【小説の仮説】小説の魅力はキャラとモノ(=名詞)にある!?
ウェブ小説では読者の方から感想が寄せられます。
感想を読み解くことで、
その作品の魅力を発見できないか?
あるいは、人気が出る小説の法則を発見できないか?
そんなことを私は考えています。
そして今回、読者の感想を分析して得られた仮説が、
「小説の魅力は名詞に託される」というものです。
今回は、竹神チエさんの『僕の妻は少しオカシイ』を分析しました。
https://kakuyomu.jp/works/1177354054886840098
本作品の特徴をまず挙げておきますと、
・ショートストーリー集(全編通して同じ設定が使われるが、ストーリーごとの連続性は弱め)
・応援コメント(各話に送れる感想)がたくさんついている
です。
せっかく応援コメントが多数ついている作品で応募していただいたので、
応援コメントを分析しようと決めた次第です。
(計量テキスト分析では、今回のような短い物語の集合体について良し悪しを語りにくいという都合もあります)
というわけで、小説本文と応援コメントでよく使われていた語を比較するところから分析は始めました。
比較していると、一つの傾向があることに気が付きました。
それは、
「本編でよく出た名詞や一部の話で活躍した名詞は応援コメントでも登場する。
だけど、名詞以外の語では小説本文と応援コメントで使われる語がかなり異なっている」
というものです。
名詞というのは例を挙げていくと、
まずはキャラクター名です。
これはもちろん小説の中に出てきますし、感想でも当然使われるでしょう。
さらに作中で活躍したモノも、感想でよく出てきます。
今回の分析対象であれば、
「月」や「トマト」などは、一つの短い物語の中で重要な位置にいる語でした。
話の軸になっていたり、オチなどで使われたり。
そういった作中で特別な意味を持っているモノもまた感想に出てきやすいのです。
そのことを示した表が下の図です。
これは応援コメントにおいてよく出てきた名詞の表です。
背景を緑にしている部分が、小説本編でもよく出てきた語。
太字にしている部分は、サブタイトルに登場するなど、特定の話で重要な役割を与えられていることが明らかな語です。
なお名詞の横の数値はその語が使われた回数です。
初期設定のままで分析をした結果、
「笑」という語が人名にカテゴライズされていますが、
これは、
(笑)のような、笑っていることの表現として用いられていたものですね。
やはりこれは感想特有の語でして、小説本文には全然出てきません。
動詞や形容詞は基本的に感想ならではの語が出てきやすいようです。
それからもう一つ、
特定の話で重要な役割を与えられていた語。
それが感想にもよく出てくるということを裏付けるデータをお見せします。
以下の図では、点線の交わるところが原点で、そこから離れるほど特定の話にのみ出てきたことを示します。
こちらが応援コメントにおける図。
そしてこちらが小説本文における図です。
どちらの図でも「月」や「トマト」が原点から離れている位置にいることがわかります。
小説本文の図でのみ「野矢」という人名がかなり原点から離れた位置で目立っています。
この野矢さんは、主人公が教師をしている学校に在籍している生徒さんです。
登場するのが第2章の第2話にのみなので、このような目立ち方をしています。
ちなみに感想では直接「野矢」という語で触れられることは少なかったみたいですが、
野矢さんよりも、主人公にロリコン疑惑が浮上したことの方が感想で多く触れられていました。
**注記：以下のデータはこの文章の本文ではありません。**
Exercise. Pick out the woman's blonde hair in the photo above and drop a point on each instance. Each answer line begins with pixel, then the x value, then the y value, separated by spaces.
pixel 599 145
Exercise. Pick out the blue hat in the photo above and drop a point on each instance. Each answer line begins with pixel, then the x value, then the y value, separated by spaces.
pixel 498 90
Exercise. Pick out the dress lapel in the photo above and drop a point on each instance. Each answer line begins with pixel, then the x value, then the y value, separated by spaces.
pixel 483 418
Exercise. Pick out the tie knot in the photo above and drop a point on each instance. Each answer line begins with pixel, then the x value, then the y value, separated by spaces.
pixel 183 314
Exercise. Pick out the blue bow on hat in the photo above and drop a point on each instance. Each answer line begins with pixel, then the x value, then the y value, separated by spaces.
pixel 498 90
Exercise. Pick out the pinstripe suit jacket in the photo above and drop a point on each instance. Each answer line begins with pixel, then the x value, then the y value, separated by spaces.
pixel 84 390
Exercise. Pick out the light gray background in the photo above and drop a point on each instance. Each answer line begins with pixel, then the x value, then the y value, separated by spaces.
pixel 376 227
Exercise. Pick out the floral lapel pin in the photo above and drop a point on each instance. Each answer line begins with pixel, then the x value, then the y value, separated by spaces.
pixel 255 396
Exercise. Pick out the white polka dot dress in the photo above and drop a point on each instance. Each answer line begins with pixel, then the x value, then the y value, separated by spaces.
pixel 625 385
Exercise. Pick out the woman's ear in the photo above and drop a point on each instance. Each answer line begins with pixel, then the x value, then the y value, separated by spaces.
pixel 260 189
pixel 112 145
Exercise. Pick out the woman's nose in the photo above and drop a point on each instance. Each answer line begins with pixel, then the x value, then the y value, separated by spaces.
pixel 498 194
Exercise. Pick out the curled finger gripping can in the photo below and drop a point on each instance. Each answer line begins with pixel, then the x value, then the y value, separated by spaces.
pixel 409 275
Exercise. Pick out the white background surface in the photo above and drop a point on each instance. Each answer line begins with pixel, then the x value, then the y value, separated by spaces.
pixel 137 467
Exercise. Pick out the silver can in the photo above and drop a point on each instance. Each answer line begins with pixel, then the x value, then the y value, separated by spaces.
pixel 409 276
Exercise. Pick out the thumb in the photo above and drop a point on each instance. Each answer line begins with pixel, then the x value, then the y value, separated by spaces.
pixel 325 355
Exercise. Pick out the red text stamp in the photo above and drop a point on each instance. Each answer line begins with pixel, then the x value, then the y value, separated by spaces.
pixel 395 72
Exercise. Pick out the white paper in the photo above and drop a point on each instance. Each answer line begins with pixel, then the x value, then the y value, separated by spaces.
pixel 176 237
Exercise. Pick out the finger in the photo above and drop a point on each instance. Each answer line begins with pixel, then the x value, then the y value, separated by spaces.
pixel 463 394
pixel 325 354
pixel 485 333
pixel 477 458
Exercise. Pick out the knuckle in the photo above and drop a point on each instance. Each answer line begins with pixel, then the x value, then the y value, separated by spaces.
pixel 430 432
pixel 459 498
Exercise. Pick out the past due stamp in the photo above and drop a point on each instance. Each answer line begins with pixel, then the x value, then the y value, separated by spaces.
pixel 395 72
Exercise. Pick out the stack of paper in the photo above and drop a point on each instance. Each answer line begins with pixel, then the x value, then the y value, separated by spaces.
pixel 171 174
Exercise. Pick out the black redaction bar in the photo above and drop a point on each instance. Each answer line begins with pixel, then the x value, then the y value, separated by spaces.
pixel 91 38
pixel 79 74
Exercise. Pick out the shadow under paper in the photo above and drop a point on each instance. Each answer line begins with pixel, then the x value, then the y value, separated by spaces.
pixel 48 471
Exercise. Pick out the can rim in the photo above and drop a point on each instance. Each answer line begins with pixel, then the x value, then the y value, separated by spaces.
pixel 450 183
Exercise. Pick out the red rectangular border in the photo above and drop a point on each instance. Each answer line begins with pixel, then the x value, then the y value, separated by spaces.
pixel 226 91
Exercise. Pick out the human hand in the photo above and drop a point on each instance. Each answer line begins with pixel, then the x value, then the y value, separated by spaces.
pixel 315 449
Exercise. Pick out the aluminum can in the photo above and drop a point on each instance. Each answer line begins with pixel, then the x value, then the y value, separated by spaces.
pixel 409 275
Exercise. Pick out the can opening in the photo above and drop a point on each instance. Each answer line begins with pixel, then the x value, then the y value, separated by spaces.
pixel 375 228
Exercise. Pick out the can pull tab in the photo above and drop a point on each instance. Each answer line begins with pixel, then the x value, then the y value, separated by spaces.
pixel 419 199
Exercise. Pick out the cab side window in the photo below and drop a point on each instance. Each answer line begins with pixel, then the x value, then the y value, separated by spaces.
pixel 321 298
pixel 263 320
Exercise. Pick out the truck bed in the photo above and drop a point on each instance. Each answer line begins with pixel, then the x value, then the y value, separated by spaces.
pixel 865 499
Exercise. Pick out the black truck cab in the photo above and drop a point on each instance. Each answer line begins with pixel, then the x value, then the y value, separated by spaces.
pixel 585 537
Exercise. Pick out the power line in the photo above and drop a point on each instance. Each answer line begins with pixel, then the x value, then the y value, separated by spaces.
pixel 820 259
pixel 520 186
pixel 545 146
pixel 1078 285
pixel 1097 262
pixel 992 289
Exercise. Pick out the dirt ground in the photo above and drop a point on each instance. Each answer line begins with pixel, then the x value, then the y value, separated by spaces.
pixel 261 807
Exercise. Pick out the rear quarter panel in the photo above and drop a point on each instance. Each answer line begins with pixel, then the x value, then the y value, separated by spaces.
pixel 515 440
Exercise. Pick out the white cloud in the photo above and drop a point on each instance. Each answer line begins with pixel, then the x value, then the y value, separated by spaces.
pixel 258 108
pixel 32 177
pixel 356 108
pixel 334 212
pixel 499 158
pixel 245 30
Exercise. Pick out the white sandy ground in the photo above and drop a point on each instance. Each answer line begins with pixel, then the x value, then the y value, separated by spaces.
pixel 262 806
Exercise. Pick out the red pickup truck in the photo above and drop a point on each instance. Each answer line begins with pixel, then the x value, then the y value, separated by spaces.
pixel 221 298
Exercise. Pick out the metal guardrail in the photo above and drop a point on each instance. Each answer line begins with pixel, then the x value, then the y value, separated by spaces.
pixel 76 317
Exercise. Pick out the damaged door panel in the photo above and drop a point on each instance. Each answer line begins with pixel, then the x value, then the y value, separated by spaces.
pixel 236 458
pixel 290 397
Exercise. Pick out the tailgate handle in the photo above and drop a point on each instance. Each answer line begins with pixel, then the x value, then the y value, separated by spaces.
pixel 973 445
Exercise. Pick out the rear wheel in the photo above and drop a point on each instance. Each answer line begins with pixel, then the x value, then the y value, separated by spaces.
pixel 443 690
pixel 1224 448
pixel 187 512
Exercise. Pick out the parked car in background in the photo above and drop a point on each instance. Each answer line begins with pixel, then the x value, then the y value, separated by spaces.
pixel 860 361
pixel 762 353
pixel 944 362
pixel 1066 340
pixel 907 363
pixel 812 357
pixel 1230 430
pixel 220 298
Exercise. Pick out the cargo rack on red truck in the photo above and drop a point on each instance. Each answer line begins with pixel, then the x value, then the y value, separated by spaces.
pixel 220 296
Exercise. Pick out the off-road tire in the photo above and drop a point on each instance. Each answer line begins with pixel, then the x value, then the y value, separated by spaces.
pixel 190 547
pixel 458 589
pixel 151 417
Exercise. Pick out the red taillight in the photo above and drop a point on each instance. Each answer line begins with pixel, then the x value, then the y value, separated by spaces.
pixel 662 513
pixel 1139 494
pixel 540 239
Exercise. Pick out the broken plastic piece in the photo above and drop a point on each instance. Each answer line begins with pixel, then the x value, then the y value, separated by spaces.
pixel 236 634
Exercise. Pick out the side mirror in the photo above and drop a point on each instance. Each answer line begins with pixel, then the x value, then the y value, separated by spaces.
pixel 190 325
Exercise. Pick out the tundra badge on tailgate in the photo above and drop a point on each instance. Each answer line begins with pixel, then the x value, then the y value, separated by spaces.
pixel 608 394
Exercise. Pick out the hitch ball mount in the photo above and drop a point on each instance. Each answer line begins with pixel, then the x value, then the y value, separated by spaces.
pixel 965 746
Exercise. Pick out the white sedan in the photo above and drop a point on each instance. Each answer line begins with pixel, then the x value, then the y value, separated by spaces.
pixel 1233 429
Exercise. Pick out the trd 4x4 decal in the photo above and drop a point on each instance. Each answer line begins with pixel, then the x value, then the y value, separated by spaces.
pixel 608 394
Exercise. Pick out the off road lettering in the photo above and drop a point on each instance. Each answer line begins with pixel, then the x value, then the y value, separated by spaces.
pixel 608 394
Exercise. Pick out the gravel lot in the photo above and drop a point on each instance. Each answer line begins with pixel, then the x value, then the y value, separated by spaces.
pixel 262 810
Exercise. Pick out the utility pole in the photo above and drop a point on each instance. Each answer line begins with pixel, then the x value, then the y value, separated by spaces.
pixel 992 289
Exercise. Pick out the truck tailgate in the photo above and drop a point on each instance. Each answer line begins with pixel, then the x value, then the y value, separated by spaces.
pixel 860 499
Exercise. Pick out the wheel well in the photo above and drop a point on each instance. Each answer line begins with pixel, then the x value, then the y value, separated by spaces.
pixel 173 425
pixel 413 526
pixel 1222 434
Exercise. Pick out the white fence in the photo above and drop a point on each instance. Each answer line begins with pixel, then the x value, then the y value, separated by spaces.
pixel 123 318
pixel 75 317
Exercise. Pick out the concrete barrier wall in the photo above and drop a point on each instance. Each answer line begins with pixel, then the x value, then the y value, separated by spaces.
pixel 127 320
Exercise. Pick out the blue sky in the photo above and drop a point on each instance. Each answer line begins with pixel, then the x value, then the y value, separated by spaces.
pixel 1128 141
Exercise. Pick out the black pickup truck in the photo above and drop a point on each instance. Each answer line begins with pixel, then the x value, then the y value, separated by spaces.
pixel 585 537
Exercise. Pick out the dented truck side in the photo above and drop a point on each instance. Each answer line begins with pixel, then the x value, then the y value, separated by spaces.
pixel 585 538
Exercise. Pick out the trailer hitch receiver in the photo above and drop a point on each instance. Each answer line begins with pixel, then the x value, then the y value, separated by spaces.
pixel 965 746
そちらの印象が強くて野矢さんは忘れられてしまったのでしょうか?
それとも応援コメントは基本的に短文の感想ですから、焦点を当てられる名詞に限りがある、ということなのでしょうか?
ともあれ今回の分析から見えてくるのは、
「作中で目立った名詞に、読者は感想で触れることが多い」
ということです。
キャラが活躍したり、印象的なモノが出てきたりすると、読者も感想が書きやすい。
そういうことがまず言えると思います。
今回の分析の結果は、私としてはかなり嬉しい結果でした。
実は計量テキスト分析を始めたばかりの頃、友人の小説を批評したんですね。
その時、計量テキスト分析で見ていくと、物語の中に特徴的なモノが全然出ていないことがわかりました。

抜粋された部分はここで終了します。